Whilst reflecting on last week’s Vegas Worlds, one cannot help but admire HB’s achievements; taking 3 of the last 5 World Championships.
Equal to Mugen Seiki on the all time list – a fantastic achievement whichever way you angle it for a company that young – Not to mention one that has undergone huge transitions over the past year, rising from the ashes of the HPI racing.
For new World Champion David Ronnefalk one can draw a few parallels of his move from Kyosho to HB to that of Formula One’s Lewis Hamilton, switching from ‘childhood team’ McLaren to the lesser fancied Mercedes AMG F1.
> “No one wins anything after they leave Kyosho“
Ronnefalk, like Hamilton at McLaren learnt his trade with Kyosho, growing into the lead driver role before deciding the time was right for a change to HB.
The loser now will be the later to win – Bob Dylan
Ronnefalk’s switch took the RC racing world by surprise and caused seismic reactions as armchair pundits awoke to voice their opinions.
The new era saw Ronnefalk narrowly miss out on retaining his double European Championship crown in his debut year with HB, losing it to newly promoted Kyosho team leader Elliott Boots.
A few paddock ‘What if’ whispers claiming the banal, ‘he would have won if he was still driving a Kyosho’.
Boots’ stock would continue to rise and he would go on to claim the title again in 2016 as Ronnefalk & Batlle retired whilst leading, another victory bit the dust.
It seemed 2016 was going to go down as an ‘unlucky year’ in the history books after issues at smaller events, his summer season ending on a positive note with victory at the E-Buggy Euros.
Approaching the Worlds, the focus and desire were both there – as were all the details that came together and gelled, indeed a ‘poetically just’ jackpot delivered for the steely Swede in Vegas.
David choosing to recall a quote from a well known pitlane persona commenting on his HB move two years earlier, “No one wins anything after they leave Kyosho“.
Hollow and now exorcised words spurring him on as the youngest to take the sport’s biggest prize.
The Italian Job: A Vegas Gamble
Ronnefalk gambled joining HB shortly after 1/8 Offroad’s benchmark driver Ty Tessmann was crowned World Champ in Italy – entering into the lion’s den.
Joining as #2 driver, on the back of a poor worlds in 2014, missing the final, departing Kyosho as they failed to do enough to retain him as a professional.
Two years down the line, and amazingly Kyosho’s podium-less streak since Cody King’s win in 2010 stands.
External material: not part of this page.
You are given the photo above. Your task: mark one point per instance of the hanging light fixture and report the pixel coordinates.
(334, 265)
Staggering for a company with the pedigree & resources like Kyosho ‘The Ferrari of RC’ and certainly not a true reflection of the company’s stature and Kanai’s continued efforts.
HB on paper have a dream team line up, the current World Champ and the most recent one, both hugely marketable and popular on their home continents.
It would make sense not to disrupt a winning setup – with Ronnefalk surely locked in to stay given the new ownership structure (same as Team Orion).
For Ty, it appears less clear… for now.
Torrance the favoured engineer wizard & designer is in place – this should help as the Tessmanns have been instrumental in the development of the (2x World Champion) D815 buggy.
HB team boss Adrien Bertin knows full well he only needs a finger or two to count the number of drivers of similar calibre to Tessmann in the current climate let alone those available in ‘17.
If F1 is anything to judge by, its not easy racing with two #1 drivers in a team, (Rosberg, Hamilton), however in RC Racing there many good examples with Team Associated in particular handling it in the days of Cavalieri & Maifield.
Continental separation of the two #1 drivers Ty & David is likely to be a positive, the pair racing to win on different sides of the pond until the biggest of races where they share the track, not only with each other as the benchmarks within their sport but their peers.
With the 2016 season coming to a close, 2017 looks set up to be a vintage ‘in between Worlds year’ with winter storylines brewing and a few driver swaps expected as well.